Ici, à Percé, tous les problèmes de la Terre lui apparaissaient comme futiles. Les touristes affluaient, les affaires continuaient de prospérer et on ne sentait pas vraiment les effets de la pollution ou la dégradation de l’environnement. Les oiseaux nichaient toujours sur l’Île Bonaventure. Le poisson, bien que plus rare, était une mine de nourriture pour les résidents de la pointe depuis l’interdiction formelle de pêcher à des fins commerciales. Sa femme et ses enfants étaient heureux de vivre dans la nature encore sauvage de la péninsule gaspésienne sans les tracas de la grande ville ou même les stupidités politiques qui déchiraient les meilleurs des hommes et des femmes du pays. La paix dans un cadre paradisiaque.

« Il est vrai que l’eau pourrait être plus chaude » se dit-il en nageant un peu pour se réchauffer. Mais, il s’était habitué à la température plus que fraîche de ce coin de mer. Et puis, qui était-il pour se plaindre du réchauffement de la planète. Depuis dix ans, la température moyenne de la mer, sur la côte Est, avait augmenté de 20%, un gain apprécié des baigneurs qui préféraient désormais faire du tourisme dans leur province plutôt qu’au Sud où la cupidité et l’aveuglement de leurs voisins américains avaient pratiquement éradiqué les trésors de plages et d’hôtellerie à cause de la pollution et la dégradation de l’environnement.

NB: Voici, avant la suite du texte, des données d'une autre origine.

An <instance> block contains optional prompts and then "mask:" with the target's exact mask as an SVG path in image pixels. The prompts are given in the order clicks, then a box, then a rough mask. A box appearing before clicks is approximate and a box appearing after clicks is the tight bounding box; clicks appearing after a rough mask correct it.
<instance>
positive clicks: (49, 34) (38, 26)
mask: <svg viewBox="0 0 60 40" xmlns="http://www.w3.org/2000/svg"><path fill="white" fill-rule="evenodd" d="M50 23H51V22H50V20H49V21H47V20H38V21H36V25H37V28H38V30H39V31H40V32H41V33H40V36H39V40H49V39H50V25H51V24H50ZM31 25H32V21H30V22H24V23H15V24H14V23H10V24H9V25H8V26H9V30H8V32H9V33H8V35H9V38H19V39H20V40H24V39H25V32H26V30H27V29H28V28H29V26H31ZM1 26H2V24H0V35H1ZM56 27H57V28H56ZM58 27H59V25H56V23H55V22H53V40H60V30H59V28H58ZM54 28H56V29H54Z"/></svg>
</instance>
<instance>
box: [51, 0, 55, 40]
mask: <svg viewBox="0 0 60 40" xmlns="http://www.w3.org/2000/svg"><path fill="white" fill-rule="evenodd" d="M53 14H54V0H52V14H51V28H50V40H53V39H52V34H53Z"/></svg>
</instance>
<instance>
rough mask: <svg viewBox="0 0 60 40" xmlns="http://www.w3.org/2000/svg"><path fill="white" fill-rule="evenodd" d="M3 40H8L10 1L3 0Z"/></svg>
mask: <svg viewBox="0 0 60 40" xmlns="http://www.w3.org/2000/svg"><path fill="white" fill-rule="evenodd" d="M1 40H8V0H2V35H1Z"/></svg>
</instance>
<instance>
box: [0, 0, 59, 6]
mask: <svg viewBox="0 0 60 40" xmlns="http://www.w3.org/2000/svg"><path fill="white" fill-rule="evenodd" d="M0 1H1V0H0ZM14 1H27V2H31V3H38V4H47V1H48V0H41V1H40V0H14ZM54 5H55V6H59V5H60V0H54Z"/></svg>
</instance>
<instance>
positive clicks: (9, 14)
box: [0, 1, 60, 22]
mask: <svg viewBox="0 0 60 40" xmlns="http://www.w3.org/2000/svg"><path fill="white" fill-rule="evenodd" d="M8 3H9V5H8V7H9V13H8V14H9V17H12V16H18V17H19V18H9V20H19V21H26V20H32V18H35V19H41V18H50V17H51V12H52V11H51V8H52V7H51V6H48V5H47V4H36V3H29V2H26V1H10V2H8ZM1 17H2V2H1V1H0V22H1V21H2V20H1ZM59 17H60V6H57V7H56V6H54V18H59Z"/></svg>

Simon ressentit une certaine ivresse en se sentant traîné subitement vers le large. Il se vit au creux d’une vaste vague presque noire au cœur de laquelle le sable rouge tourbillonnait. Après avoir fermé les yeux un moment, il les ouvrit en constatant l’étrange silence qui suivit. Il vit aussi les gens qui suivaient le retrait de l’eau tout autour du rocher. Une vaste superficie d’un kilomètre carré s’ouvrit devant eux. Certains applaudirent. D’autres se turent et quelques-uns décidèrent de rebrousser chemin précipitamment. Simon eut la vague impression de déjà vu quand il se retourna vers le large et vit une vague de 6 mètres étendre sa large paume meurtrière à moins d’un kilomètre de là.

En moins d’une minute, toute l’eau qui s’était retiré du pourtour rocheux fut quintuplée et une gigantesque masse d’eau fut précipitée contre la pierre friable. Un grondement d’outre-tombe arracha de ses racines profondes l’immense rocher qui sombra avec les hurlements de terreurs rapidement étouffés par la mort. Simon fut poussé au-delà de la plage, des maisons déchirées sous ce ciel radieux. Il ne chercha même pas à nager, voyant la montagne venir à lui dans un tourbillon de déchets, de corps inertes, de sable et d’eau salée. Le Mont Ste-Anne qui, d’habitude dominait la région, fut entouré d’eau. La vieille église glissa sur cette nouvelle plage improvisée puis s’écroula comme un château de sable abandonné à son triste destin. Simon vit un érable à moins d’un mètre de lui quand il sentit l’eau commencer à se retirer. Il fit quelques brasses pour atteindre le tronc et s’y agrippa alors que la masse liquide se retirait presque aussi rapidement qu’elle était venue. Pleurant maintenant à chaudes larmes, Simon vit le paysage désolé de son pays aux blessures ouvertes qui allait bientôt subir une autre vague, semant encore la mort là où peut-être, quelques chanceux avaient pu survivre.

Il vit au loin se reformer la lame tranchante de la nature, gonflée de cette force criminelle, qui se préparait à frapper de nouveau. Il lâcha prise et descendit doucement de l’arbre. Le sol mouillé était glissant. Il enjamba le branches cassées et les planches brisées pour monter un peu plus haut sur le flanc de la montagne. Il l’escalada ainsi pendant une dizaine de minutes, regardant toujours derrière lui, n’en croyant ni ses yeux ni ses oreilles. Une vague fin du monde qui le désolait. Il pleurait sans cesse, tremblant de tout son corps. Il souhaitait se réveiller maintenant, s’extirper de ce cauchemar mais la douleur de tout son corps et de tout son âme lui rappelait que c’était là la bien triste réalité de ce monde, celui de ses ancêtres, celui de la nature et de son inéluctable destin.

NdA: J’ai entendu ce matin, à la radio, une nouvelle troublante, à propos de l’environnement, de la vitesse avec laquelle notre belle Terre se désagrégeait. Garderons-nous encore longtemps les yeux fermés?